Nope, actually. It was the dog.
My friend stepped up beside me and told her politely that not even she could pet my dog, that was just how service dogs work. She cut her off as well to further criticize my social skills and say that the way I'd spoken to her had been horribly rude and I obviously had no respect for my elders. Beginning to panic, I stammered something about how respect didn't play into it, she just couldn't pet my service dog, it said so on his jacket. Once again, she talked over me about my rudeness, this time adding that I should be ashamed of myself. And then she threw me out of the store.
For telling her not to pet my dog, she threw me out of the store.
I was pretty sure that was illegal in some way, and tried to say so. She repeated that I was rude and that I should learn to respect my elders. Then she pointed toward the door and pursed her lemon-sucking lips even tighter. I considered asking to speak to her supervisor. I considered pulling out my cell phone and threatening to call the police and ask if she was allowed to throw me out for this. I considered behaving like the teenager I was and leaving in a storm of profanity. Not being particularly brave, the method of exit I chose was to gape at her for a few seconds, then slink out the door with my cheeks burning and blood pounding in my ears.
My friend and I found a new store to be loud in, occasionally tossing her more offensive statements back and forth and listing all the reasons she was a bitch. And then we realized something sobering. I'd left my coat in the store.
We returned to find it lying on the counter and the woman determinedly ignoring us as she fiddled with the register. Having had time to think about what I should have done, I asked to speak to her supervisor. She told me she was in charge here. I told her I was sorry if I'd offended her but service dogs just can't be petted. She told me, again, that I was rude and needed to respect my elders and threw me (and my coat) out of the store. Again.

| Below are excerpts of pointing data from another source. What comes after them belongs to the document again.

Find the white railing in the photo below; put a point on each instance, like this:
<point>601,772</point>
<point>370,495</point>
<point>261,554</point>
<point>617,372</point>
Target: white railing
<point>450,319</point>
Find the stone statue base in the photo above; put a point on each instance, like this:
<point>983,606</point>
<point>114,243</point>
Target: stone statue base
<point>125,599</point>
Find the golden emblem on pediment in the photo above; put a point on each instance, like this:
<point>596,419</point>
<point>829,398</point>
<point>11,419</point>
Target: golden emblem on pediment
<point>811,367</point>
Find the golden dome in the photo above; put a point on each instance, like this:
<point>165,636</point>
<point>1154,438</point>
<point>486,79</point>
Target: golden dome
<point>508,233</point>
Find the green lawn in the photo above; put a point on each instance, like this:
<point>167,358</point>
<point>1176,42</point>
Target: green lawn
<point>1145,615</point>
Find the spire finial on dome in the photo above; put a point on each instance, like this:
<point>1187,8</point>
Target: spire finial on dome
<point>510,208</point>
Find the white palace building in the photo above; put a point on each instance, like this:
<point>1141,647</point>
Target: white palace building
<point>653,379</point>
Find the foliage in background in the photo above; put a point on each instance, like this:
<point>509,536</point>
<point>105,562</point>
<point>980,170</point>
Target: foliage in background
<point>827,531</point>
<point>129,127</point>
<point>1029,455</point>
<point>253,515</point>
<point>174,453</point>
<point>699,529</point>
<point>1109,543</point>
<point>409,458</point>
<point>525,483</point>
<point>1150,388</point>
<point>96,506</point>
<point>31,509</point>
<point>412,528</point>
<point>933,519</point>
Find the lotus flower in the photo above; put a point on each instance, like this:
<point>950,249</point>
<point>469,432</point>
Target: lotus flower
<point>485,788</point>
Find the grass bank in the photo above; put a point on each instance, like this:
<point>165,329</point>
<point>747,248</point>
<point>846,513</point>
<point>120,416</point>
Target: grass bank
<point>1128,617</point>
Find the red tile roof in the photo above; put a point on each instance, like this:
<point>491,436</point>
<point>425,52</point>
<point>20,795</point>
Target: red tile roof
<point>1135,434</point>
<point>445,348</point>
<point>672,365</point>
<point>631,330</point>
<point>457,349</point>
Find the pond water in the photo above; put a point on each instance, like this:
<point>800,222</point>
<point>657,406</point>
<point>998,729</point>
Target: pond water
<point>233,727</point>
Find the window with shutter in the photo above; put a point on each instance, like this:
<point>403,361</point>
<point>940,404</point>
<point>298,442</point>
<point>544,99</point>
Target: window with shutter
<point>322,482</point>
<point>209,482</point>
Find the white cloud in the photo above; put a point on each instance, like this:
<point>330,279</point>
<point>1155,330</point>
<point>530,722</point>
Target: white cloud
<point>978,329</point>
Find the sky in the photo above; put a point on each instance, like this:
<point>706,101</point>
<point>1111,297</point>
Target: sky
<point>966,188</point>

By this time I'd overcome my initial fight-or-flight response to having and authority figure so angry at me and decided that I was no longer scared and was instead pissed as hell. I saw no disrespect in telling her she couldn't pet my dog and was unimpressed by her continual use of the "I'm your elder" card, in my opinion only slightly less irritating than the "It's because I'm black" card. My friend and I went down the the mall office intending to file a complaint, but found a sign saying that it was only staffed on the dates listed on the door, the day we were there not being one of them, and that if we wanted to report something we would need to call the listed number. So we got out my cell phone and called the listed number, got an answering machine, and discovered from the message that we needed to be able to tell them the name of the store. So my friend ran off again to find out what it was while I sat on the floor outside the empty office in the ghost town of a mall that apparently ran itself. Once we had the name we called again and left the message.
Two weeks later the store went out of business. I'm not going to pretend I was sad.